Tuesday Photo Challenge – Our World

The world is our oyster!

Welcome to Week 127 of the Tuesday Photo Challenge!  Due to last week’s overwhelming response, I’m not quite done with its round up post, which will be done tonight.

After a week of juxtaposition of the light and dark, I thought I’d change our focus to be more on the world around us for this week’s theme.  For this theme, let’s share some insights into Our World, how we see it or something that might catch your or somebody else’s eye!

Have fun with this theme and think about what you’d like the rest of the world to see about where you live.  I’m looking forward to what your creative minds come up with!

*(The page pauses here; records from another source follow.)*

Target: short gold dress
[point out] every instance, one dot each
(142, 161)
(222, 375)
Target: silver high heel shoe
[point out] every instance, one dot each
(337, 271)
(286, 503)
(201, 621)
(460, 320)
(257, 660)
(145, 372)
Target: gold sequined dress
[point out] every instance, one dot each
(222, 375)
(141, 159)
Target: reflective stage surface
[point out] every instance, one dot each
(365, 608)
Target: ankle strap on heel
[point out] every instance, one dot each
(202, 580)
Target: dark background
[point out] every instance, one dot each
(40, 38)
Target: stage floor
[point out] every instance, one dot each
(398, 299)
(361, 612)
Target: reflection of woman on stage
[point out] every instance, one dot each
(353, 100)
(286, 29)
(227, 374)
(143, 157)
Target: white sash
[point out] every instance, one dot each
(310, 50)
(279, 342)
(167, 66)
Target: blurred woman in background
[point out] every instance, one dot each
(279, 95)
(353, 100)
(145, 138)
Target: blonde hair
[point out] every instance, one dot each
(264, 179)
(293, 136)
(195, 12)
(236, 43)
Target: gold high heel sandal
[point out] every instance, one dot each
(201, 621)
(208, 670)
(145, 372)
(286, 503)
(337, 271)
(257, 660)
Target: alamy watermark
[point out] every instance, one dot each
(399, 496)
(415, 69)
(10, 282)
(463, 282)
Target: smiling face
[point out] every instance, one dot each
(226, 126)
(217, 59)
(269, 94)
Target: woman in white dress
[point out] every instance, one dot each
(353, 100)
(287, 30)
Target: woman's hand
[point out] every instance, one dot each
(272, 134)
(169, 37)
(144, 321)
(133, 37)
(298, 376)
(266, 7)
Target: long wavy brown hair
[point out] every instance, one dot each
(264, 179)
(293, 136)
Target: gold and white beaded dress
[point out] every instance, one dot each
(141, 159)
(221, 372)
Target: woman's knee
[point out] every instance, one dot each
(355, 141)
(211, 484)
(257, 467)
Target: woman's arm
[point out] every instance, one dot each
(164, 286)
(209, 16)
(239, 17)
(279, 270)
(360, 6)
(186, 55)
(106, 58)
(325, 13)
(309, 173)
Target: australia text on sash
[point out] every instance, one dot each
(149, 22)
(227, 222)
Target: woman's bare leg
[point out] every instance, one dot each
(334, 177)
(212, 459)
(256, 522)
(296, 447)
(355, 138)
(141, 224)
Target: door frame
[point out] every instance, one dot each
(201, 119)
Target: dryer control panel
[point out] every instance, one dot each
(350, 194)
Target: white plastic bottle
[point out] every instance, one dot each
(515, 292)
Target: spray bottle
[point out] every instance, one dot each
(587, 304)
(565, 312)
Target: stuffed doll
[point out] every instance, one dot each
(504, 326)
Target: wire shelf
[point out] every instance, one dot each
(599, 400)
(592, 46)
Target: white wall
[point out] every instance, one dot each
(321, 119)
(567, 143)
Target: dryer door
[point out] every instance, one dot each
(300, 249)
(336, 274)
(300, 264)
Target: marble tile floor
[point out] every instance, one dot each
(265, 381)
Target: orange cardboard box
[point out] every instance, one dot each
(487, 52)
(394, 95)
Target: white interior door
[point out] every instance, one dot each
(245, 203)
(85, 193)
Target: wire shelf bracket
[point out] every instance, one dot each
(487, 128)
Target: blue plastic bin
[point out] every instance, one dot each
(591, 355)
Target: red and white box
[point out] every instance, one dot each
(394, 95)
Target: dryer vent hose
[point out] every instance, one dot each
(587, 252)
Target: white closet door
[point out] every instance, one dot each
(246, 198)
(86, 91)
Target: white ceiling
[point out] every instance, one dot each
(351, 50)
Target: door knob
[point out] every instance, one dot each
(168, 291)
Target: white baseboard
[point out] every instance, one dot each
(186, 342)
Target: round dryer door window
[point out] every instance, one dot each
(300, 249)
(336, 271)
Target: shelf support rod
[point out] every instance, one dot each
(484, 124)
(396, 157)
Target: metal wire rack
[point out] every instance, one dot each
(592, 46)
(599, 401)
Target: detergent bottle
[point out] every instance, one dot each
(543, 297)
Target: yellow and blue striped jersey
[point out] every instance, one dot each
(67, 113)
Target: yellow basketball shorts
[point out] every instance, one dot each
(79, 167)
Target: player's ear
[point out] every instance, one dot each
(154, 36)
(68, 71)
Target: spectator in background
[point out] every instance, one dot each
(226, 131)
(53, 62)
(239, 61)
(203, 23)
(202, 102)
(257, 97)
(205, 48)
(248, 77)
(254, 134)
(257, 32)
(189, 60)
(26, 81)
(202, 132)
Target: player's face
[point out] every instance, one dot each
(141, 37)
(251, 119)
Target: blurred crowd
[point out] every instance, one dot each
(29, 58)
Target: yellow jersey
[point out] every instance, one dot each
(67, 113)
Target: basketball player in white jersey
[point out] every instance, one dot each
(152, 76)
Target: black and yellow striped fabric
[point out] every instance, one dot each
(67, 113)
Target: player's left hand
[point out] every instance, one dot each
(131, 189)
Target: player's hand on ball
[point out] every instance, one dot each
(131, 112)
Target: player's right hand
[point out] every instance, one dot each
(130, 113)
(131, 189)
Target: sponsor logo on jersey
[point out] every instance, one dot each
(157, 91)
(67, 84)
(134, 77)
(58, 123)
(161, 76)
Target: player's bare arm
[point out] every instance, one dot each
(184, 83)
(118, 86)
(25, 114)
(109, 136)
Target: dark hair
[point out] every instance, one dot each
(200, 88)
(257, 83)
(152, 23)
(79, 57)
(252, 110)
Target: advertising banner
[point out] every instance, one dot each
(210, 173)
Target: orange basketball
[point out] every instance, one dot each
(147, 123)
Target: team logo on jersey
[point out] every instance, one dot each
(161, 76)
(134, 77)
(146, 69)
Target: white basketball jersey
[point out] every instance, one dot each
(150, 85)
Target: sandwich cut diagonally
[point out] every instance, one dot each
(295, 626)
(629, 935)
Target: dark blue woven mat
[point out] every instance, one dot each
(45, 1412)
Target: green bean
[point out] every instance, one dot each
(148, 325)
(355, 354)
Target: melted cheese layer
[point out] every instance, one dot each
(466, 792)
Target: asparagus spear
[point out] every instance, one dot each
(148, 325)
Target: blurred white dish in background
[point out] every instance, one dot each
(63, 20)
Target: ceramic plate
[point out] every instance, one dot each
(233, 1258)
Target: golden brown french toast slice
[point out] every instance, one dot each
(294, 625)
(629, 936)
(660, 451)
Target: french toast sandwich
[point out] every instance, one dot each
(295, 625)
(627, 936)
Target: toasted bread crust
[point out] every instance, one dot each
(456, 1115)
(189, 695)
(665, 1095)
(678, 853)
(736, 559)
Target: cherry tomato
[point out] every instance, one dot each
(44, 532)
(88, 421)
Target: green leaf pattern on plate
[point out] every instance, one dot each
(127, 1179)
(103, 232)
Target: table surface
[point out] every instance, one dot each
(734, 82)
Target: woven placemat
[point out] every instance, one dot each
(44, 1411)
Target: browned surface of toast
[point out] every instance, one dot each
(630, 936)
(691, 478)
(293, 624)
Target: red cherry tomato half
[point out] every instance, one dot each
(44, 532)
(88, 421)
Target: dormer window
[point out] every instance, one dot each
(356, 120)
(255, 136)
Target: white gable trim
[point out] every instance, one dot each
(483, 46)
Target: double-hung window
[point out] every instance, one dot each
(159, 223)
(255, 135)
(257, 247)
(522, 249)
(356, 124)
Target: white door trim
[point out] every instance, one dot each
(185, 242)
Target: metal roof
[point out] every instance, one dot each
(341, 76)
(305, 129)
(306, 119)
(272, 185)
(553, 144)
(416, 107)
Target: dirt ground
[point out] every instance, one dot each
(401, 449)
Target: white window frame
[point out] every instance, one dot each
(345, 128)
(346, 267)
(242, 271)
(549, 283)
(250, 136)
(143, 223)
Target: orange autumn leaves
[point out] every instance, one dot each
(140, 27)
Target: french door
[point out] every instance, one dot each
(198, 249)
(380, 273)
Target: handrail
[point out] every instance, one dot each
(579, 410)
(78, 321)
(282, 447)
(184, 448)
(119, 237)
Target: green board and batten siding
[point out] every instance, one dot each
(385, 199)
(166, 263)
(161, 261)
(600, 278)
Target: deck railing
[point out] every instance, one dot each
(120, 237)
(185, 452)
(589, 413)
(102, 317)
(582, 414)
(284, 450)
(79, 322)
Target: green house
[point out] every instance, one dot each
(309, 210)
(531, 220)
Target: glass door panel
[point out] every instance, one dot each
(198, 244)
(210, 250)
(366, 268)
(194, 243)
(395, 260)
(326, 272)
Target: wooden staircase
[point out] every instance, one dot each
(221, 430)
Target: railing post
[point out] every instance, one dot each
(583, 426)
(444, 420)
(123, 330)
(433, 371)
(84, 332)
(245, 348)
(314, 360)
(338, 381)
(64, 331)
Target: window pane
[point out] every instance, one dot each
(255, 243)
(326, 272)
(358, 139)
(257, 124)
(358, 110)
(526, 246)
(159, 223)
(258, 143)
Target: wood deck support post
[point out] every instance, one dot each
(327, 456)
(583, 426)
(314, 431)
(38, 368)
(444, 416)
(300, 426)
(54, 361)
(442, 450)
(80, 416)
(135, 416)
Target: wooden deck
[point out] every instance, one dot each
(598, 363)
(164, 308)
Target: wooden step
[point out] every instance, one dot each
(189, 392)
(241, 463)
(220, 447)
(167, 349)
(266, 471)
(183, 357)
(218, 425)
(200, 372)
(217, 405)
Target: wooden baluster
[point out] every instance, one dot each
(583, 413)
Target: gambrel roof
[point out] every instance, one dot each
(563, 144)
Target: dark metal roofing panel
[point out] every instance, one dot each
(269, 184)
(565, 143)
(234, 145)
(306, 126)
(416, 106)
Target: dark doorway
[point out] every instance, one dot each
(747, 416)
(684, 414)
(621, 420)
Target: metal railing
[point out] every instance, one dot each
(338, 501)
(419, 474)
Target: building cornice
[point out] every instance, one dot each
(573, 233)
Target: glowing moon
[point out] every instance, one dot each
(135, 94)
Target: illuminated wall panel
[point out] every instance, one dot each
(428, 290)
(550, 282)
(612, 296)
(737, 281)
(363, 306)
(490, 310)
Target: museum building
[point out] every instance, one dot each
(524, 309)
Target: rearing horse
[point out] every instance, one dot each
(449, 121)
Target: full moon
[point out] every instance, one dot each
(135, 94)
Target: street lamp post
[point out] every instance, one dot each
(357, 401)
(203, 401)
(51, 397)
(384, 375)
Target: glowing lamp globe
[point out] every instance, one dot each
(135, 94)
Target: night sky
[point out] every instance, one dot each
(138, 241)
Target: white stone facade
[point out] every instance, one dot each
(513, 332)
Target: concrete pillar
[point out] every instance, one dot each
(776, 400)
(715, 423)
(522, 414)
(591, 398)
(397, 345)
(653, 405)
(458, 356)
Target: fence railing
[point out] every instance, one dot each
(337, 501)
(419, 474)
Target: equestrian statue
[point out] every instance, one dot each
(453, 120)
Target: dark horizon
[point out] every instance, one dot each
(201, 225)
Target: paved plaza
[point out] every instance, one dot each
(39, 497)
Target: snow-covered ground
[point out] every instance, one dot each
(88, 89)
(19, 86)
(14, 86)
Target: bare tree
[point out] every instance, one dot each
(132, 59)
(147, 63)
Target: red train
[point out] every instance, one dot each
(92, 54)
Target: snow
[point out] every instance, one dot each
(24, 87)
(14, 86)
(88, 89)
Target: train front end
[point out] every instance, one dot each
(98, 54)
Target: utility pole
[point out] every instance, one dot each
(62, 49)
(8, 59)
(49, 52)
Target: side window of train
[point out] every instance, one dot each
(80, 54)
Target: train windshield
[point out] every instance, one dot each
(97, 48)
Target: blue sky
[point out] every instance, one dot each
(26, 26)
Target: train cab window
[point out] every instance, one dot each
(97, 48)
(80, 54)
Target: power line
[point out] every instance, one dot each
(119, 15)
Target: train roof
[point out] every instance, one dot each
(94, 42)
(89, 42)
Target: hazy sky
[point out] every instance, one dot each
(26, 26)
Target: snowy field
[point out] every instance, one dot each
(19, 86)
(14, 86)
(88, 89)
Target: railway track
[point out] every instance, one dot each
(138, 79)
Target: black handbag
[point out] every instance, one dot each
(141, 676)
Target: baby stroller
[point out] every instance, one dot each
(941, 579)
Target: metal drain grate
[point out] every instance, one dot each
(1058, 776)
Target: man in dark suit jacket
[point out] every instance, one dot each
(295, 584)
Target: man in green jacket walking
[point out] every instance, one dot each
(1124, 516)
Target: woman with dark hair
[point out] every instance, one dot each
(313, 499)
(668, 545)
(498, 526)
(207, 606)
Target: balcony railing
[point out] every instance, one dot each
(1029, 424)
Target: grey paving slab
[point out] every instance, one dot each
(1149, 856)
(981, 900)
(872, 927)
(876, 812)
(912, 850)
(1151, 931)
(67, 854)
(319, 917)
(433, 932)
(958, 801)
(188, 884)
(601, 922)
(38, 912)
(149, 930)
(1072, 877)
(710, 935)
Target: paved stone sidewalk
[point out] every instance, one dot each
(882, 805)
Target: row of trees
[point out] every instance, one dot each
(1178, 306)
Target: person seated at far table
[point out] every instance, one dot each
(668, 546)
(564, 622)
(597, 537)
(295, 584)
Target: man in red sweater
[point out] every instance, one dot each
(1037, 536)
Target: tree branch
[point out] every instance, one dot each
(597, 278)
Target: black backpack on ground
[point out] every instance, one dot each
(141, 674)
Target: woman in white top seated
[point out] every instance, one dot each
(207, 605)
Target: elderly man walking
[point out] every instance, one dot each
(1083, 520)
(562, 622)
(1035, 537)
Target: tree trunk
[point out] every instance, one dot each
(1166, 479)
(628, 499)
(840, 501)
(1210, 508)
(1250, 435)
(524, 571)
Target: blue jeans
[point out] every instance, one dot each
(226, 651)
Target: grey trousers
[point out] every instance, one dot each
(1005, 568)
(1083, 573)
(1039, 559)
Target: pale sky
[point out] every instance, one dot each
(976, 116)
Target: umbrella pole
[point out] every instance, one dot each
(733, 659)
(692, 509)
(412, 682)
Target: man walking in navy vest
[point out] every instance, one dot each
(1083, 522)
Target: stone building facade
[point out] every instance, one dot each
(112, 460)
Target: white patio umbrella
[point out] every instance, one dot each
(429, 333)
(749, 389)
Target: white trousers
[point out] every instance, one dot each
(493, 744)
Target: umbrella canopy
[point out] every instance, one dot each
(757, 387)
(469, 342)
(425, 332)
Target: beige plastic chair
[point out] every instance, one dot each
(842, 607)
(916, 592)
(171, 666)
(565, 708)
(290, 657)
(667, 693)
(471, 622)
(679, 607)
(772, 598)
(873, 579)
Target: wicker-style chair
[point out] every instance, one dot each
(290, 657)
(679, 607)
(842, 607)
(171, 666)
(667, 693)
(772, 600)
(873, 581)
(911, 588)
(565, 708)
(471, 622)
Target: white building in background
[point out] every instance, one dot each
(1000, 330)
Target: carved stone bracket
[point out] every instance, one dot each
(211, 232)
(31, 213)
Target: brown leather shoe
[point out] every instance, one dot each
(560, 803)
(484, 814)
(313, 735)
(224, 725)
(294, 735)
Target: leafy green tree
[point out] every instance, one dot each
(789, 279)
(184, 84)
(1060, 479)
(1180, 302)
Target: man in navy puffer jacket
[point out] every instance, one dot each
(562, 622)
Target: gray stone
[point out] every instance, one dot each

Here’s a sample of what I find in the alleys of Worcester…

The Alley

This shot came from my looking through a hole in a fence between two buildings, where I caught this scene!  Not quite what I expected, but telling a lot about the infrastructure of these buildings!

The full rules of this challenge are in TPC Guidelines, but here’s the tl;dr:

  • Write a post with an image for this week’s topic
  • Please tag your post with fpj-photo-challenge (if you’re not sure about how tags work, please check out this WordPress article about tagging posts)
  • Create a pingback link to this post, so that I can create a post showing all of the submissions over the week (note: pingbacks may not appear immediately, as my site is set up to require approval for linking to it; helps against previous bad experiences with spamming)
  • Have fun creating something new (or sharing something old)!!

I’m definitely looking forward to seeing some more about your worlds!

Author: jansenphoto

A Fresh Perspective Photography is more than just a vehicle for capturing the world around me; it provides me with a palette and a set of brushes, with which I paint not only what I see, but also look to express the emotions that are evoked by the scene in front of me in that moment. Growing up in the Netherlands exposed me to a wide cross-section of visual arts that laid the foundation of my photographic view of all that surrounds me. Early influences were the Dutch Masters of the 17th century, to whom I was introduced by my grandfather during museum explorations; favorites among them are the scenes of quotidian life depicted by Jan Steen and Frans Hals and the vivid landscapes of Jacob van Ruisdael. My classical high school education was supplemented by the Boijmans Van Beuningen museum, where I spent many a lunch hour exploring its great collection. Here I was introduced to surrealism with a particular love for the approach taken by Salvador Dali; Dali also rekindled my appreciation for the work of Hieronymus Bosch, who often showed the folly of us mortals. Universal Connections My approach to any photographic subject is to look for understanding first; in this I look to establish either a connection between the viewer and the subject or capture the connection of the subject with its surroundings. The captured image then aims to portray this connection from a perspective that is part of my personal interpretation. This interpretation is often a form of externalized introspection, which may alternately display the connection of isolated beings and items with their environment or highlight the whimsy of the profound world, in which we find ourselves. The universe is full of connections, many of which are waiting to be discovered; part of my journey as a photographer is to document these connections. Any assignment, be it an event, a product shoot or a portrait session is always approached through communication with the client; this is where the first connection is established. Ideas are exchanged and a collaborative plan of action forms, ultimately resulting in a set of images that aim to exceed the expectations of each client. And, lest we forget, it is important to have fun while practicing the serious business of photography!

102 thoughts on “Tuesday Photo Challenge – Our World”

      1. I also should mention that you gave a really interesting view of your world. I’m always amazed how boats can make for great living space. Thank you for sharing this view.

      2. Ours was only 41 feet, so we didn’t have a dining area as some of the longer narrow boats did. Wide beams are 9 to 15 feet across so bigger than our first house, and are more like floating apartments. We miss the boat sometimes, even if it was only 6′ 10″ wide. It was home, comfy, and ours. And we made a lot of friends.